I was inspired by a friend’s family recipe for marsala chicken, and based the proportions of ingredients loosely on a recipe for onion thyme jam.
- 8 medium to large Walla Walla Sweet (or other sweet) onions, diced (about 5 1⁄2 cups)
- 1 tsp kosher salt ( 3⁄4 tsp if using regular salt)
- 1⁄2 cup granulated sugar
- 1⁄2 cup brown sugar
- 1 cup Marsala cooking wine (usually found near the vinegar in supermarkets)
- several twists fresh ground black pepper (probably between 1⁄8 and 1⁄4 tsp to taste)

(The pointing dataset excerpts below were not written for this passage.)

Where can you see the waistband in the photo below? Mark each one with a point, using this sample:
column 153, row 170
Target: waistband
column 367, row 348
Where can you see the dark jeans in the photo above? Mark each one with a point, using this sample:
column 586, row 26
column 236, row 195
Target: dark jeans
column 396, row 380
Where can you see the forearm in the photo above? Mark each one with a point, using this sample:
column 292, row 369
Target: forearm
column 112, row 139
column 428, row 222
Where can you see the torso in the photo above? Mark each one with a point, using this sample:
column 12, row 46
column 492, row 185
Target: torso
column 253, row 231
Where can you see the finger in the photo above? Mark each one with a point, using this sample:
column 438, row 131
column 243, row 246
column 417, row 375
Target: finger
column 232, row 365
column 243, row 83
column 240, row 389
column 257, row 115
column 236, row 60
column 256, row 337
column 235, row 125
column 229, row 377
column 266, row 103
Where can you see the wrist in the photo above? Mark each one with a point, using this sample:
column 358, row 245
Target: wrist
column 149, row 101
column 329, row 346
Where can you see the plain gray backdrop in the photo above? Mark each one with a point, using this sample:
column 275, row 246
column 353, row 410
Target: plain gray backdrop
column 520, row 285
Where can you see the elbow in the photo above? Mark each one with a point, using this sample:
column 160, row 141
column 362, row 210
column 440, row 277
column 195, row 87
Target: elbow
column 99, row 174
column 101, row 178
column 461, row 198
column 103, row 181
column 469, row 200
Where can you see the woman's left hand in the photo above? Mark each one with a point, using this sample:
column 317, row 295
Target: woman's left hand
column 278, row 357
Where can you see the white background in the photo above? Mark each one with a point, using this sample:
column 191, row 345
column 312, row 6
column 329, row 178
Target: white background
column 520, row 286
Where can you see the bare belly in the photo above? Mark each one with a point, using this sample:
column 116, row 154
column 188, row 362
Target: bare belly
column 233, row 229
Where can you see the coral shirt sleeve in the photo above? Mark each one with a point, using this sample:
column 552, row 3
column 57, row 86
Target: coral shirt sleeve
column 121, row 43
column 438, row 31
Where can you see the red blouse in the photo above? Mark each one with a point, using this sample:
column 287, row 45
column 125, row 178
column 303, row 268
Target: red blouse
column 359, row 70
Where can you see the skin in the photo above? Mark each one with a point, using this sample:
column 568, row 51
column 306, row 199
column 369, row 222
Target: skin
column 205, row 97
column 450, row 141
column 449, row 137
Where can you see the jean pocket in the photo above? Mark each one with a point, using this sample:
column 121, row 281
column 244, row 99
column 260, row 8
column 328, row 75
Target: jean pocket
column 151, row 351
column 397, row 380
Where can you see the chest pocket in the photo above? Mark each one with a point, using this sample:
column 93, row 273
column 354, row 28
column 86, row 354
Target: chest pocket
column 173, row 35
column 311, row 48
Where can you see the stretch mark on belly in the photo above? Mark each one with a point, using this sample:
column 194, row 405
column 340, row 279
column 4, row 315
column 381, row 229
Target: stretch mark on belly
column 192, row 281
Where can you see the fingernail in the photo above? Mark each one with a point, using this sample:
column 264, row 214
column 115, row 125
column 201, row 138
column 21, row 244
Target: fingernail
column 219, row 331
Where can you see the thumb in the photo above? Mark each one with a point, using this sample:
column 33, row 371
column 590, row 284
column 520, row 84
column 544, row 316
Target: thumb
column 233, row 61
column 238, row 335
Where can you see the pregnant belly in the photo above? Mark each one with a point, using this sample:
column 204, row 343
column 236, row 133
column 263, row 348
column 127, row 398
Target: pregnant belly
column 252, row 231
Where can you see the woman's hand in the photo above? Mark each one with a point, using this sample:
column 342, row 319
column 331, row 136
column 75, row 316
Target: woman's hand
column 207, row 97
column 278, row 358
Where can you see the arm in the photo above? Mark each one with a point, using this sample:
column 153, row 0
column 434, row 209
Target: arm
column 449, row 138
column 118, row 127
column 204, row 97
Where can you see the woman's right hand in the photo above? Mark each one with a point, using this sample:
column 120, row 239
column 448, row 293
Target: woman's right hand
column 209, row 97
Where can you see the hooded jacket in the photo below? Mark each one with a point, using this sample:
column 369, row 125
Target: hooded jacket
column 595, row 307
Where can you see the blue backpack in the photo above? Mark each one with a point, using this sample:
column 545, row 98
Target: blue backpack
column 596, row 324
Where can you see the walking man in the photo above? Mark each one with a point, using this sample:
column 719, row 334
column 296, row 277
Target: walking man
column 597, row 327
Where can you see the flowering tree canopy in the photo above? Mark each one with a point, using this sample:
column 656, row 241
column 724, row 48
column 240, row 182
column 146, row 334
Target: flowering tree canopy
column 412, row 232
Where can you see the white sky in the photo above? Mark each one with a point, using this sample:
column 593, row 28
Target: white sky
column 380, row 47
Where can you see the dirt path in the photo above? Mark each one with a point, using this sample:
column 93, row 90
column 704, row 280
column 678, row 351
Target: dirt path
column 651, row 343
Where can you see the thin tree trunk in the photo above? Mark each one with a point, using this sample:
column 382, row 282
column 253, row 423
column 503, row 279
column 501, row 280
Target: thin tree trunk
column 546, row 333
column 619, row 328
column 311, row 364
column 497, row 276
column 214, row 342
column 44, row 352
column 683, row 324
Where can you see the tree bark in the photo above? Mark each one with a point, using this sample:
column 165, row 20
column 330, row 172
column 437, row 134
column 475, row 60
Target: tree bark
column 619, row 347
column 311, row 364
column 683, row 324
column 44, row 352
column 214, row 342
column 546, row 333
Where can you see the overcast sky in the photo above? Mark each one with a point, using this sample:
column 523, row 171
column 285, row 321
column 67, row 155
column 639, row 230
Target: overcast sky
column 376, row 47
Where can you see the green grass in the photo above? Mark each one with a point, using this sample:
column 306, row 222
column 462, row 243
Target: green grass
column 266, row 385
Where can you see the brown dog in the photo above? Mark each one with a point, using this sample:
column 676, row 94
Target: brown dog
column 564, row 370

- 1⁄2 tsp crushed rosemary
Start the onions cooking in a pot over medium heat. Add the salt to help draw moisture out of the onions. The moisture from the onions will keep it moist enough that you shouldn’t need any oil so long as you stir it pretty frequently (especially at first). As it cooks, you’ll need to tend to it less and less often. Cook for a good while until the onions are fairly soft and somewhat translucent. Remove from heat, strain to remove excess liquid, and return to the pot.
Add the remaining ingredients and bring to a boil. Reduce to low heat and simmer until reduced to a consistency that resembles jam. There should be just a little bit of viscous liquid on the bottom when you stir it around, but on the whole it should be pretty thick.
Spoon into hot jars leaving 1⁄2 inch headroom, adjust lids, and process 20 minutes.
Your yield will vary a lot on the size of your onions and how far you reduce it. My first batch was cut too fine and took more reducing to get the right consistency and only yielded just over two half-pints. I used a larger dice (hand crank chopper, as opposed to the food processor) on my next batch and got three half-pints.
This stuff is really rich because of how reduced the onions and wine are. It should be good on herb and other savory breads and baked goods, and is great on crackers. I imagine it would also make an excellent glaze for meats.